Apex Code Development You need to sign in to do that
Don't have an account?
Scott T. Salesforce.com SAML IdP Problem
Hi there,
In testing out Salesforce.com as an IdP, I'm running into what looks like a violation of the SAML 2.0 spec.
IdP initiated (unsolicited) login to my SP works fine.
SP initiated login is where I'm having issues. In this case, the SubjectConfirmation returned by Salesforce.com looks as follows:
<saml:SubjectConfirmation Method="urn:oasis:names:tc:SAML:2.0:cm:bearer"><saml:SubjectConfirmationData NotOnOrAfter="2010-11-22T05:42:09.711Z" Recipient="http://<mysp>/Saml/SP/SSO/Post"/></saml:SubjectConfirmation>
Unfortunately, this is lacking an "InResponseTo" attribute.
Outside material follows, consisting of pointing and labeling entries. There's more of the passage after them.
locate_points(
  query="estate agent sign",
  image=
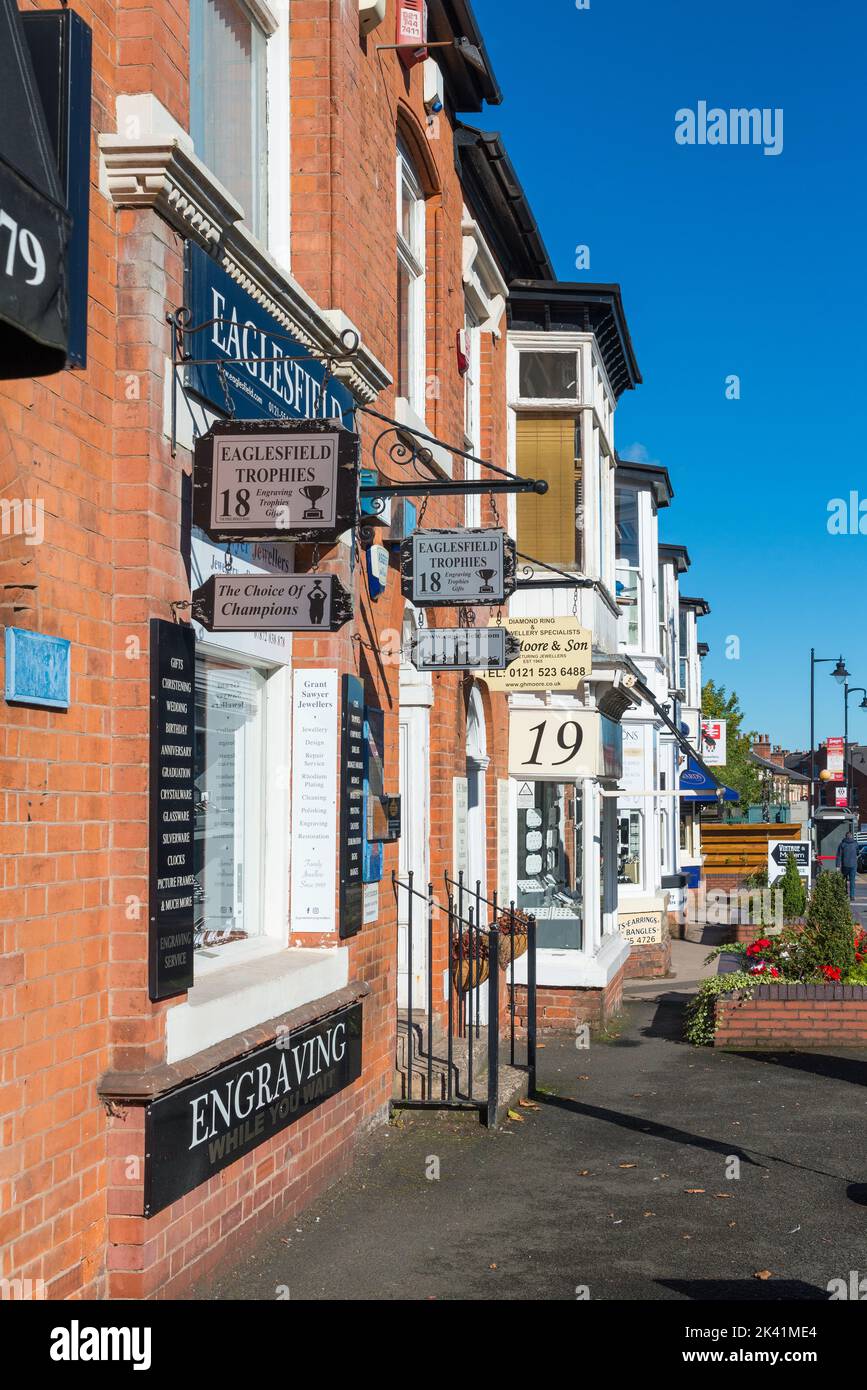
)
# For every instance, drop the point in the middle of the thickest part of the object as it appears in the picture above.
(556, 655)
(171, 880)
(273, 603)
(296, 480)
(464, 649)
(199, 1129)
(445, 569)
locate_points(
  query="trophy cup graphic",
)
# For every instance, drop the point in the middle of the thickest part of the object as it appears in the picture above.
(314, 492)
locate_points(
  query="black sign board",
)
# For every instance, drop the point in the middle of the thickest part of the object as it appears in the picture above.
(273, 603)
(275, 480)
(464, 649)
(448, 569)
(171, 879)
(352, 808)
(200, 1129)
(34, 221)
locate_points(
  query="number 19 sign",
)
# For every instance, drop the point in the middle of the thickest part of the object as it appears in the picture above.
(553, 744)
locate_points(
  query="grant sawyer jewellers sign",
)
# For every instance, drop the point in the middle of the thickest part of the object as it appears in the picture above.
(291, 481)
(273, 603)
(172, 790)
(268, 374)
(200, 1129)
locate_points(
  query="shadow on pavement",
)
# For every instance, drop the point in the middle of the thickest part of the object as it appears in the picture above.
(816, 1064)
(745, 1290)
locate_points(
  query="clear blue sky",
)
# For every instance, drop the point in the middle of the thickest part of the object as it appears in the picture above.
(731, 262)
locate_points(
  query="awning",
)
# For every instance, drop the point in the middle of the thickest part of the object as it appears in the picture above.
(35, 227)
(698, 784)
The SAML 2.0 Web Browser SSO Profile (629-635) states the following:
At lease one bearer <SubjectConfirmation> element MUST contain a
<SubjectConfirmationData> element that itself MUST contain a Recipient attribute containing
the service provider's assertion consumer service URL and a NotOnOrAfter attribute that limits the
window during which the assertion can be [E52]confirmed by the relying party. It MAY also contain an
Address attribute limiting the client address from which the assertion can be delivered. It MUST NOT
contain a NotBefore attribute. If the containing message is in response to an <AuthnRequest>,
then the InResponseTo attribute MUST match the request's ID.
Bug?
Thanks,
Scott
Hi Scott - thanks for pointing that out.
I read the section several times, and it's pretty tough to determine if we're conforming or not. I agree it says it must match, but haven't found any area that says it must be present. Regardless, we want it to work for you, so are digging deeper.
With that in mind I'm going to check with some of our partners on how they interpret this section and what they've implemented. At the moment we've been supporting inResponseTo on the samlp:Response element. If it appears we're against the norm here, we'll get that fixed.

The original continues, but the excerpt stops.